Like I said, of course, what we want to do right now is get the wounded to the hospital.

But as explosions go -- I mean, we've seen many, unfortunately, many, many, last week, the week before, suicide bombers and shooting. There is a lot of damage; there's a lot of destruction and unfortunately a lot of people's lives will be changed.

PHILLIPS: Mr. Kleiman, can you tell me what area is it that we're looking at here? Is this an area where folks are out...

KLEIMAN: It's the Jerusalem area. It's the number one road. It's in Jerusalem. It's called Heimbach Left Street (ph). It's Jerusalem -- unfortunately, a large amount of terror attacks in that area itself. French Hill Junction. It's an area that has seen a lot of terror attacks.

PHILLIPS: Is this an area where people gather in the evening, you know, to dine, to mingle, to socialize? I just see a lot of people on the street.

KLEIMAN: The people, unfortunately, we asked our civilians not to arrive at the scene. Some of those people might be there as spectators to see if they can help or out of curiosity.

But it's a regular night. It's the evening and people are out, shopping at malls, the kids are on summer vacation here. And so right now we don't know who was on that bus. But a typical bus at this time of night. You see people coming home from work or going out to have a good time.

PHILLIPS: Gil Kleiman, Israeli police spokesperson, we thank you for taking the time to talk to us.

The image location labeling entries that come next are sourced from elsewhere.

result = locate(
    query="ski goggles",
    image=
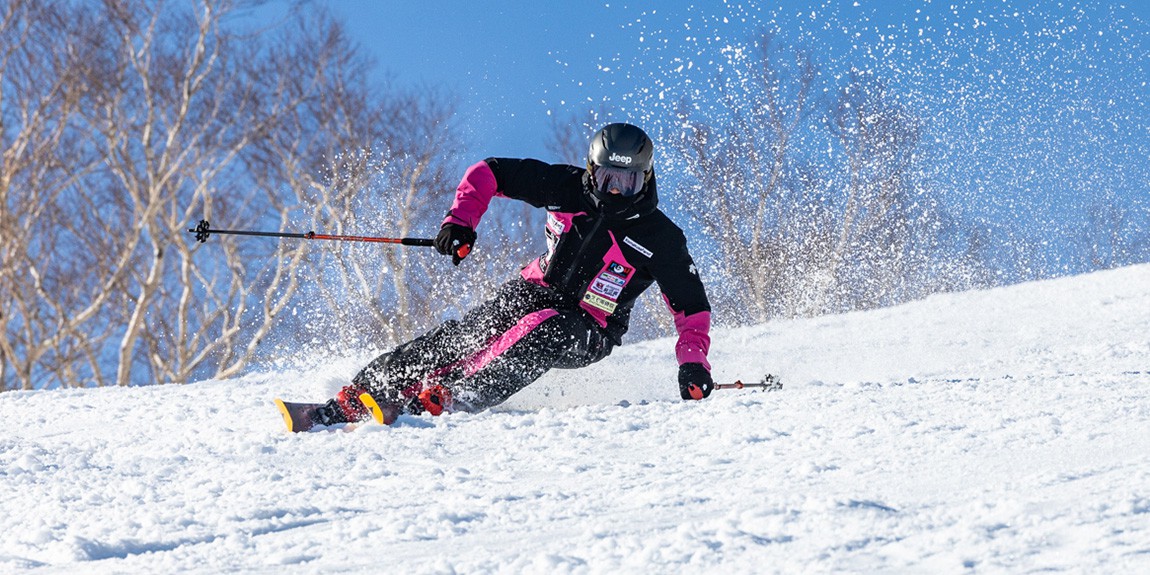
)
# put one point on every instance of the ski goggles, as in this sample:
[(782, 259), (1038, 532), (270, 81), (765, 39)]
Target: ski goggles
[(610, 177)]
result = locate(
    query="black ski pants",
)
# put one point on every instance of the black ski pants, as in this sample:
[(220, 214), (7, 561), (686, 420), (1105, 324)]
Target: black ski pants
[(492, 352)]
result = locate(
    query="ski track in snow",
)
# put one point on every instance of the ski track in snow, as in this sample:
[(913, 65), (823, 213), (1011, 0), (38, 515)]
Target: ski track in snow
[(991, 431)]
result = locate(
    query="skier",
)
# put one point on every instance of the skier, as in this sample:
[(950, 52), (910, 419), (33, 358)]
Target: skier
[(607, 242)]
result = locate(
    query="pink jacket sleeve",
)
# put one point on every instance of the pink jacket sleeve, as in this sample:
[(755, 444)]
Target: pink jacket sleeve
[(473, 196)]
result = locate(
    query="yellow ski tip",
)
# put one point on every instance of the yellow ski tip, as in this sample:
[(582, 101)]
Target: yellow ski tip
[(283, 411), (385, 415)]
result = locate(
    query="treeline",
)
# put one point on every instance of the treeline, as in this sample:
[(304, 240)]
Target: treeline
[(125, 122)]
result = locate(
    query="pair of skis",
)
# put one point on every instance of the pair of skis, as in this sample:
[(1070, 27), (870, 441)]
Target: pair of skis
[(299, 416)]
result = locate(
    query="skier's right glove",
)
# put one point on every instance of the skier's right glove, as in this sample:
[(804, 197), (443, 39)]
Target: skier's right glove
[(455, 240), (695, 381)]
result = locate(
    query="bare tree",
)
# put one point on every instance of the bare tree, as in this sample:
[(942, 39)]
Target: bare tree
[(45, 296), (124, 123)]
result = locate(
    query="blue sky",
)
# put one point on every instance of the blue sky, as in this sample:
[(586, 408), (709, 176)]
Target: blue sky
[(1035, 108)]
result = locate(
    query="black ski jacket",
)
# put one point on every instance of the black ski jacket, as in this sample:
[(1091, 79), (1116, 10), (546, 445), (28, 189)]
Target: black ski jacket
[(597, 262)]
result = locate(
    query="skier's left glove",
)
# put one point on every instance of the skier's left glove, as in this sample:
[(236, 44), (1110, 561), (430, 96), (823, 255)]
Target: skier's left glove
[(695, 381), (455, 240)]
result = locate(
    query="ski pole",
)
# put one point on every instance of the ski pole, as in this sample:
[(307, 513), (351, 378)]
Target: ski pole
[(204, 230), (769, 383)]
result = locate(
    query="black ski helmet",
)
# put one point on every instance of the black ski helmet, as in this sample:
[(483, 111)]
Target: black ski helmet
[(619, 148)]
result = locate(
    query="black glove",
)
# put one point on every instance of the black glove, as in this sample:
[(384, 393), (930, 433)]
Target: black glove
[(455, 240), (695, 381)]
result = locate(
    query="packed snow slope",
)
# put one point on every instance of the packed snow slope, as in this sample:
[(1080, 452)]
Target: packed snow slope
[(993, 431)]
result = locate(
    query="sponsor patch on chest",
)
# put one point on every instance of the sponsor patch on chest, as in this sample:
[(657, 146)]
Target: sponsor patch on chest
[(604, 291), (638, 247)]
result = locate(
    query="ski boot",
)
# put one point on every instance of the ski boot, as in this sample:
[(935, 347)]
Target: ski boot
[(344, 408), (416, 400)]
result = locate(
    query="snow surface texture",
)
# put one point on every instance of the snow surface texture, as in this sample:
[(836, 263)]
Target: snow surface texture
[(994, 431)]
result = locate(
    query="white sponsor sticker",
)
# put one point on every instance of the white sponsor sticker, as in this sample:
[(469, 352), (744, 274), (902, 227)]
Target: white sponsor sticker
[(639, 248)]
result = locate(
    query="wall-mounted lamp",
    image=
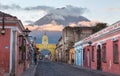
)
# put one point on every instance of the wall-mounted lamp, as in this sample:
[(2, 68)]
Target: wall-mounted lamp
[(26, 31), (3, 26)]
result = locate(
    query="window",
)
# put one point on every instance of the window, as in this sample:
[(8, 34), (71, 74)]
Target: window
[(104, 53), (115, 52), (83, 54), (93, 53)]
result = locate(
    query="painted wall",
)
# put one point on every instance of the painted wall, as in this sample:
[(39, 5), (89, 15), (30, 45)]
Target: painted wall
[(79, 55)]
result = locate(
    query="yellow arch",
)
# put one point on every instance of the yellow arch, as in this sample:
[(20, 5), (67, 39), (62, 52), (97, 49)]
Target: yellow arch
[(46, 45)]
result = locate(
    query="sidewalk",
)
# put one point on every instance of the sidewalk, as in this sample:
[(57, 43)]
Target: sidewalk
[(90, 70), (30, 71), (95, 71)]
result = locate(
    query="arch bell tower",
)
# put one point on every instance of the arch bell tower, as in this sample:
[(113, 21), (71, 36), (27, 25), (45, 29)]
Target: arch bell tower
[(46, 46)]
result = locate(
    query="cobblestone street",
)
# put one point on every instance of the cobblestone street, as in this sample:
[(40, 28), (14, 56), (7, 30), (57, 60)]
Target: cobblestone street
[(46, 68)]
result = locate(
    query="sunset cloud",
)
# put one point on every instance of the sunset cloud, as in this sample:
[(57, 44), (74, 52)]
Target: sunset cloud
[(84, 23), (47, 27), (87, 23)]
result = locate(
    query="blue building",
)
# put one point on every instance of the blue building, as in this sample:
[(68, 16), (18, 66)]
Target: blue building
[(78, 54)]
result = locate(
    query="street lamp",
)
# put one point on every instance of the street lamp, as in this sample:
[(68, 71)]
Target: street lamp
[(3, 26), (89, 43), (26, 31)]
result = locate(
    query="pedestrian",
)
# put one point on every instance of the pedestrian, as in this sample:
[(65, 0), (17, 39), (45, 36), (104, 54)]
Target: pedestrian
[(72, 61), (35, 58)]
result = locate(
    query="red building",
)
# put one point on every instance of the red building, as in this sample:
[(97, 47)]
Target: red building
[(101, 51), (14, 46)]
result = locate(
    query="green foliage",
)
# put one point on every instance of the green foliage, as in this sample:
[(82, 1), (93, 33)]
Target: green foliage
[(99, 27)]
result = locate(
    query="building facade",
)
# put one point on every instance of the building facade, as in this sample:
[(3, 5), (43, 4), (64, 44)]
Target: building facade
[(14, 44), (70, 35), (46, 46)]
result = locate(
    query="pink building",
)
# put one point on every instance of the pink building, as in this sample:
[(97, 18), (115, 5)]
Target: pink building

If you're just tuning in, first it's Baghdad and now it's Jerusalem. No connection. But an explosion tearing through a bus in Jerusalem. Now we're being told a large number of people wounded and definitely confirmation now that there have been people killed in this explosion. Not yet do we know if the explosives were planted or if, indeed, it was a suicide bombing. Still trying to clear up, also, if it was -- if it were two buses that were hit by the blast. We'll continue to follow this story as we get more information.